Crossroads...sort of




The two pictures above are just some of the recent works that I have have done.
I have been in a very creative mood, mostly because I have been forced to take extended down time due to a condition called Meniere's Disease, which I was recently diagnosed as having. Well...not really recently...about a year ago....but since September, the episodes/attacks have been too frequent. Frequent enough for me never to know on a day to day basis if I am going to be able to leave the house. It mkes planning, scheduling and working difficult.
Useful Meniere's Link here :

and here: Learn more about Meneire's


I have been keeping myself busy by creating. I am also trying to process the possibility of not being able to work a regular job, as I have been at rest fro two weeks and there have been no chamges in the frequency of the symptoms. I cannot say that they are getting better, I can only say that when I am down, I rest...(that is I am confined to a bed). I am able to do less, and even on good days I have learnt not to push beyond doing two errands per day, or I will spend the whole of the afternoon and the next day in bed. Driving has been curtailed. I can only make the occasional trip to Port Of Spain, and usually stay within a three mile radius. In a nutshell, to much movement, loud noises, conversation, low humming sounds like pressure washers, helicoptors, and some vehicles force me to retreat to a quiet place. Lights from stores and malls make me feel sick...almost instantly. I have half an hour to run in, get my stuff and run back out before I want to throw up.I have had the constant feeling of someone holding a high speed drill to my head....everyday....every freakin day!

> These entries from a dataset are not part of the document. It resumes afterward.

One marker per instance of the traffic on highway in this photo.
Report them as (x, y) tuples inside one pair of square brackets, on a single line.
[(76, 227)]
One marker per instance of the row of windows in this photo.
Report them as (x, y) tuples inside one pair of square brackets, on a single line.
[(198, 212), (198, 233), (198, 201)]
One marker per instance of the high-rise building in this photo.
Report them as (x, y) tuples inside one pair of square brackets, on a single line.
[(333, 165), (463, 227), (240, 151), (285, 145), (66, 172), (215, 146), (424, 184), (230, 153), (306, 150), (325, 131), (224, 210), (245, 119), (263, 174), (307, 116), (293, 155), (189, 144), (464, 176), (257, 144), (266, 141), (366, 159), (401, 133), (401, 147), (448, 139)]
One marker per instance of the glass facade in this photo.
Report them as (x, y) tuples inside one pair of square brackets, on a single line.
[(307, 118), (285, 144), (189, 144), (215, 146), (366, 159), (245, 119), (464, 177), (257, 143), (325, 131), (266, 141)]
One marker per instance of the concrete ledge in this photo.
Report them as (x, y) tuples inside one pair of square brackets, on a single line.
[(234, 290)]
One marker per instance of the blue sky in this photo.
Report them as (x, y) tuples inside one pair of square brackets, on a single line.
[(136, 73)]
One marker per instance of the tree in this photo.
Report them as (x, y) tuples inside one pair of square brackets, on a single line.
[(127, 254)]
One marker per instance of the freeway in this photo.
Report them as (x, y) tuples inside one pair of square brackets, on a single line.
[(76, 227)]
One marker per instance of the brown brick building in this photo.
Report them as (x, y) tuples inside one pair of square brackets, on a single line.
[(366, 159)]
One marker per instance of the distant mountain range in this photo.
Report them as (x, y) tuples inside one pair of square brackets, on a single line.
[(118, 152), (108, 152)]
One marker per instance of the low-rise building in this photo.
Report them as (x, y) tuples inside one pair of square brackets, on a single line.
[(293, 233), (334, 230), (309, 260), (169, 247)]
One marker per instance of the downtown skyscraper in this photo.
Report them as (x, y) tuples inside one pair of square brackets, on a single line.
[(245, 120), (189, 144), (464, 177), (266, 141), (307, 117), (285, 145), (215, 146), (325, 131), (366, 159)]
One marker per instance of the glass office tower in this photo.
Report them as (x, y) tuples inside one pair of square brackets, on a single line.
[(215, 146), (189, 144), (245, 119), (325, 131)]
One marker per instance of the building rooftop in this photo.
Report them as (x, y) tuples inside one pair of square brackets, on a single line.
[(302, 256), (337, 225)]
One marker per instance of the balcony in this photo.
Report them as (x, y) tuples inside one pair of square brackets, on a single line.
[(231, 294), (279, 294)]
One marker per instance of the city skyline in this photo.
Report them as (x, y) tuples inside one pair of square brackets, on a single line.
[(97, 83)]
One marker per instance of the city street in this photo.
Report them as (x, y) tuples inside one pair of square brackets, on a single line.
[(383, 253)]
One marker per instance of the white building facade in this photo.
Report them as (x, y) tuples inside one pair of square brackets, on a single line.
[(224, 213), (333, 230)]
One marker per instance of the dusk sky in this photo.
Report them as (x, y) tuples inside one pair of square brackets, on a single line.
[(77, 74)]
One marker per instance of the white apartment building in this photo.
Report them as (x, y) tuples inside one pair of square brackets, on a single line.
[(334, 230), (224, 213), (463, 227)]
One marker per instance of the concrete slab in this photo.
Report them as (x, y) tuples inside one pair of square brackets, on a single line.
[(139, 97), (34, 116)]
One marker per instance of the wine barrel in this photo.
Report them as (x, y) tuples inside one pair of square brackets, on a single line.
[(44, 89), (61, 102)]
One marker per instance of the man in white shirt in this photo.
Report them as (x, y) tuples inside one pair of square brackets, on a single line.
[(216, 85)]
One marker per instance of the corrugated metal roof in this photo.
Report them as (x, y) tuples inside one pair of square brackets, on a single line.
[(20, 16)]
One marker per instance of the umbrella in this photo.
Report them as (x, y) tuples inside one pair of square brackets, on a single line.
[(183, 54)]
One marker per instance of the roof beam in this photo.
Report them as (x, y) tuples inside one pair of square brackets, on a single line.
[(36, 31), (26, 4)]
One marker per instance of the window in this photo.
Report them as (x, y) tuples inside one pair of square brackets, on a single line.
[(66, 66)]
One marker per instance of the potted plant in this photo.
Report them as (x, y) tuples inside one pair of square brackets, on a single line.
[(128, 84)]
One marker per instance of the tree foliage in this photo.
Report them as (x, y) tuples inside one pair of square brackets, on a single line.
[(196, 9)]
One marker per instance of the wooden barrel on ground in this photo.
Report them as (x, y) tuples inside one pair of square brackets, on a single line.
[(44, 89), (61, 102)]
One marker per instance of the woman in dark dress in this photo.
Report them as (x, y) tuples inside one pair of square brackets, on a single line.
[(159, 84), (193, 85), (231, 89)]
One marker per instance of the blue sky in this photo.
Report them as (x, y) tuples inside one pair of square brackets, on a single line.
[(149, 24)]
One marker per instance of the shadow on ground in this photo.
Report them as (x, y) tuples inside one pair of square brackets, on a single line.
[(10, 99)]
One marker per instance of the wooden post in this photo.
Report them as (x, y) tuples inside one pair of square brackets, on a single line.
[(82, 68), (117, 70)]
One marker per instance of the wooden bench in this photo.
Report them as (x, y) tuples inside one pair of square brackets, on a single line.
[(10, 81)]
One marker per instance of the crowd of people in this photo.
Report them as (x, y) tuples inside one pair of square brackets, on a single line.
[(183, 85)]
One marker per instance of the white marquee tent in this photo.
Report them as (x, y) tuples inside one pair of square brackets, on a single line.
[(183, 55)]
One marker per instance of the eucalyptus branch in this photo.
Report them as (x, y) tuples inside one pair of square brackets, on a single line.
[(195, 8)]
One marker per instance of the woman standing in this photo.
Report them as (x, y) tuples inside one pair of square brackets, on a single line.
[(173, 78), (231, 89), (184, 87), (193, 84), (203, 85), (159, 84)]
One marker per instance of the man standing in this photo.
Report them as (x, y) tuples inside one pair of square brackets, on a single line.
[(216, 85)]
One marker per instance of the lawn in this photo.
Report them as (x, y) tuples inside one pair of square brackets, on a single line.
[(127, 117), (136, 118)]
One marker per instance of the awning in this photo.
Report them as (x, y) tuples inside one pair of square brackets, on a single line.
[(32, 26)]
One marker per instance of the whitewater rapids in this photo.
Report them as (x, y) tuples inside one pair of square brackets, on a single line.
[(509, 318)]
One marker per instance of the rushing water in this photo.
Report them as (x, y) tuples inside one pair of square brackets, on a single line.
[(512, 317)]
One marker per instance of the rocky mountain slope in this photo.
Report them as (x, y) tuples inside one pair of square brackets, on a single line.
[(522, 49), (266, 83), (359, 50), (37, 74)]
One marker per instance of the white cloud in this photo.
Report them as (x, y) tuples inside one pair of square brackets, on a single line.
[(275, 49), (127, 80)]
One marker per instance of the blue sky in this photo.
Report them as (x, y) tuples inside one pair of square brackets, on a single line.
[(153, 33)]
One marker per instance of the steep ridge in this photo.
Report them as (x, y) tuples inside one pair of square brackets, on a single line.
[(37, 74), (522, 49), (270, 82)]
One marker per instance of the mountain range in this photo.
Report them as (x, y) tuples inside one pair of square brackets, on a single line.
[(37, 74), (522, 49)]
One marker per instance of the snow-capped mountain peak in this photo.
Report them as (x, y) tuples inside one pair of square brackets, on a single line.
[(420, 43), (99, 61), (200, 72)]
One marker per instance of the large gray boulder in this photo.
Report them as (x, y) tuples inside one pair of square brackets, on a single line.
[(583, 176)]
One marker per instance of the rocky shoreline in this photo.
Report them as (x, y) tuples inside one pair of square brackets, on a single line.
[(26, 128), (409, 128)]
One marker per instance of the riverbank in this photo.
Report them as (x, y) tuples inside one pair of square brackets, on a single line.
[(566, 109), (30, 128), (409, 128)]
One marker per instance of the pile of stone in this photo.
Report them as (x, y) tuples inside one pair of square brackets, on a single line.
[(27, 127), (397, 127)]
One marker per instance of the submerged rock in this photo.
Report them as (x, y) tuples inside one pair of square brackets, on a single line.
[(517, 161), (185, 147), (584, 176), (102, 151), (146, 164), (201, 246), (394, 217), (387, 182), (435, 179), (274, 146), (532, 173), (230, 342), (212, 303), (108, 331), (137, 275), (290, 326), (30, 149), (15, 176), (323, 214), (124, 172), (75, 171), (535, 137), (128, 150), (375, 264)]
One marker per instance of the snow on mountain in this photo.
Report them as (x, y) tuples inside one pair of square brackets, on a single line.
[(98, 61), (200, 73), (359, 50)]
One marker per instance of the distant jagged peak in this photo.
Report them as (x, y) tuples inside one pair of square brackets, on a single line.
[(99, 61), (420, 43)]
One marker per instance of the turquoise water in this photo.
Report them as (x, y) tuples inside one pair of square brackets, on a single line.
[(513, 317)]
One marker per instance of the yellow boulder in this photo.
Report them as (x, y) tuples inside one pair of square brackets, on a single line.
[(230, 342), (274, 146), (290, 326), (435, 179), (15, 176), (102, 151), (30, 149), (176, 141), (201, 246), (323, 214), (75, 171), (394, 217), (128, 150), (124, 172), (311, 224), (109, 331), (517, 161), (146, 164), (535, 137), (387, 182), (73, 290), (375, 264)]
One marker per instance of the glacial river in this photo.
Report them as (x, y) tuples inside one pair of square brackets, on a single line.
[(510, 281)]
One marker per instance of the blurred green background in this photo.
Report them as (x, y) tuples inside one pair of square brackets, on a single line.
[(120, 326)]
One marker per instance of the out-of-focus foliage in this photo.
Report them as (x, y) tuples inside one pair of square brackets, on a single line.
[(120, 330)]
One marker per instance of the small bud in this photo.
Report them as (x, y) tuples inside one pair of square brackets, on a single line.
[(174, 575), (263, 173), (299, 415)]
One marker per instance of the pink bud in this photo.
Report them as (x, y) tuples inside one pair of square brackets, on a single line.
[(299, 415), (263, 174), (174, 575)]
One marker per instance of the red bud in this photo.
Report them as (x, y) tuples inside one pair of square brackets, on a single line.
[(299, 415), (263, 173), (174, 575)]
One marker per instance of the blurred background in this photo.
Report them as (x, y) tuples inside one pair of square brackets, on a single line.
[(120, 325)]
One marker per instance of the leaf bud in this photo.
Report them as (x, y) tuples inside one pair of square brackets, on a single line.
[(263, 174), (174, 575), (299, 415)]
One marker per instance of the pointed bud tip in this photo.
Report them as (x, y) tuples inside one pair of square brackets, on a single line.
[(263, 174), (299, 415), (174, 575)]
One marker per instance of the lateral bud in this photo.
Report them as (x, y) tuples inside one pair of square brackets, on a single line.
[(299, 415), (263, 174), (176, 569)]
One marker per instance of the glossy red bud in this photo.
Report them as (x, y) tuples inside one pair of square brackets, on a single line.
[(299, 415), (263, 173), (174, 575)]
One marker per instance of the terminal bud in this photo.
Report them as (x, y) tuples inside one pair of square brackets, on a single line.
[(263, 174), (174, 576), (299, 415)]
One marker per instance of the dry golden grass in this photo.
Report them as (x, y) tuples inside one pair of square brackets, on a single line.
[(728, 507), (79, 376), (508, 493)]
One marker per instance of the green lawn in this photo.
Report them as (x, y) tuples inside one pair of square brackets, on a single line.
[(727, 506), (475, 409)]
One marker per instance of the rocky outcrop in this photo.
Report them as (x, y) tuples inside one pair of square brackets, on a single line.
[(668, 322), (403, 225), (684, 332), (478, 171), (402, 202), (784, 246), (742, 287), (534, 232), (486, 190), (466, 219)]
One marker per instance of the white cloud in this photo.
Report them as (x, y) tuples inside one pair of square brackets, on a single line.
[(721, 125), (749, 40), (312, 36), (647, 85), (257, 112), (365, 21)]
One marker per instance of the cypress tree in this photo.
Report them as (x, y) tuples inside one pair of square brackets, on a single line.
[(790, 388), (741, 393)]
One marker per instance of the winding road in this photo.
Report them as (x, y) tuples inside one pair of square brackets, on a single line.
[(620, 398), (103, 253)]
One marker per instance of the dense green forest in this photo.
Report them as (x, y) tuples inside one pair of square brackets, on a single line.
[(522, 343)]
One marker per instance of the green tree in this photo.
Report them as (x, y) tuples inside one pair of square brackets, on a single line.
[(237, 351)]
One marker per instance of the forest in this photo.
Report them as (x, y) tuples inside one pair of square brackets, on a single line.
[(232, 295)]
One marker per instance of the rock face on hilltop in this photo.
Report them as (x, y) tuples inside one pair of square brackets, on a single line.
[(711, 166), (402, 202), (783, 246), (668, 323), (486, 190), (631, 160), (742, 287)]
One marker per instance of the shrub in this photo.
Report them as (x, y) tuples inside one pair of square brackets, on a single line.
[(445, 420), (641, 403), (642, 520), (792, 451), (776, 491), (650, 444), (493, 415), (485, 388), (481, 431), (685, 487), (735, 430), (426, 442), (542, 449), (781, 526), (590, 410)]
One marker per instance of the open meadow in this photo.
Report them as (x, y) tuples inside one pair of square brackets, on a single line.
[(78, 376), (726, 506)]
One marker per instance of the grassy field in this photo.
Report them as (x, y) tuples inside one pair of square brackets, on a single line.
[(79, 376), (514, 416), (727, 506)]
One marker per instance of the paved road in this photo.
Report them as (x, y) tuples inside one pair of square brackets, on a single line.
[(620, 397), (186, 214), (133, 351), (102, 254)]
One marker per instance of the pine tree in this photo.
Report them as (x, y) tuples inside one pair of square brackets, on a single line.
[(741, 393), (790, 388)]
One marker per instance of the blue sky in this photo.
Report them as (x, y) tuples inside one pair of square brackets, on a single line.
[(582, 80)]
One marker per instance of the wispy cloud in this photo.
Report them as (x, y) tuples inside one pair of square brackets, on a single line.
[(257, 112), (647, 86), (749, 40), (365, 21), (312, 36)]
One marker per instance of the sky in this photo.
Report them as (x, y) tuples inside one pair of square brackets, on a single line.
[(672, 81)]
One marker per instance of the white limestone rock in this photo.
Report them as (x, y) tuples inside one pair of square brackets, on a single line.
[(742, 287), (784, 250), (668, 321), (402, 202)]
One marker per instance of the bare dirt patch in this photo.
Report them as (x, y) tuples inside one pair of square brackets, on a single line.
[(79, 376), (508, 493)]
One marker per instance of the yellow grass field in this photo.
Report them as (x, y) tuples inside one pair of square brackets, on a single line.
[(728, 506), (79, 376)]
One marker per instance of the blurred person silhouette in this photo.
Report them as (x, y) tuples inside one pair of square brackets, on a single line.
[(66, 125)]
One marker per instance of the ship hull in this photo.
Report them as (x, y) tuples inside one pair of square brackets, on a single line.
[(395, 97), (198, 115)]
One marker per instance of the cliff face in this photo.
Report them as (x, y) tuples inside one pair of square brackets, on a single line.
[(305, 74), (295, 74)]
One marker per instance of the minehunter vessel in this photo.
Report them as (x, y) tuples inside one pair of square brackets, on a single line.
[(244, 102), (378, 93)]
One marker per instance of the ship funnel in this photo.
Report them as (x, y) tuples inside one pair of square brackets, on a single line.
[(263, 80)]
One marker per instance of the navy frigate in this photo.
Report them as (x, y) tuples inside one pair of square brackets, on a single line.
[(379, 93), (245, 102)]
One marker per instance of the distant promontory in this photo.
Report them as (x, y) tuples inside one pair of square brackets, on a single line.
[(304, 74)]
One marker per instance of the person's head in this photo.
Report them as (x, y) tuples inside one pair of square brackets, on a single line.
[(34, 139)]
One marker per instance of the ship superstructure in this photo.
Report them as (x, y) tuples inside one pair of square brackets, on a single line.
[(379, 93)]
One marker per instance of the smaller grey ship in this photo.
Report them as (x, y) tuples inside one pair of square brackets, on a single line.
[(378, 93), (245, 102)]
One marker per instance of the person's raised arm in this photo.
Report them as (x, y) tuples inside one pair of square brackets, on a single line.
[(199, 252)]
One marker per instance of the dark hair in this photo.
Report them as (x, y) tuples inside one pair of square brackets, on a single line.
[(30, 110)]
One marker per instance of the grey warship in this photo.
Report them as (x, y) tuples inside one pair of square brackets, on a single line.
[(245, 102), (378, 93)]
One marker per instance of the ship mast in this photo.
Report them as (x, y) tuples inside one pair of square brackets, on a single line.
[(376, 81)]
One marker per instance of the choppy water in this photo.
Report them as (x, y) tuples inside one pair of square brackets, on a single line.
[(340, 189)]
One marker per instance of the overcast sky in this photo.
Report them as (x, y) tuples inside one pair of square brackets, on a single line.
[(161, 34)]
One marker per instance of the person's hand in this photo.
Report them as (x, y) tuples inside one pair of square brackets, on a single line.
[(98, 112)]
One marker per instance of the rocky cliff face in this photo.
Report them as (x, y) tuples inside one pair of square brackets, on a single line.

So far.....since September, I can count the days when I had the all clear...feeling no effects of the condition.....on one hand.

Needless to say, I plan every morning for the most urgent task. I get that done and see what can be done next.

The painting keeps me sane......I can actually zone out and not pay attention to the buzzing and the whupping and screeching in my ear that occasionally interrupts my peace of mind.

The Gallery at Fine Art n Woodbrook has lots of my work for sale. Please go buy and ask Hazel or Kerri to show them to you if you would like to own an original. I appreciate this talent more. I hope it can be my fall back if I am unable to go back to work.

Not one to panic.....taking it as it comes.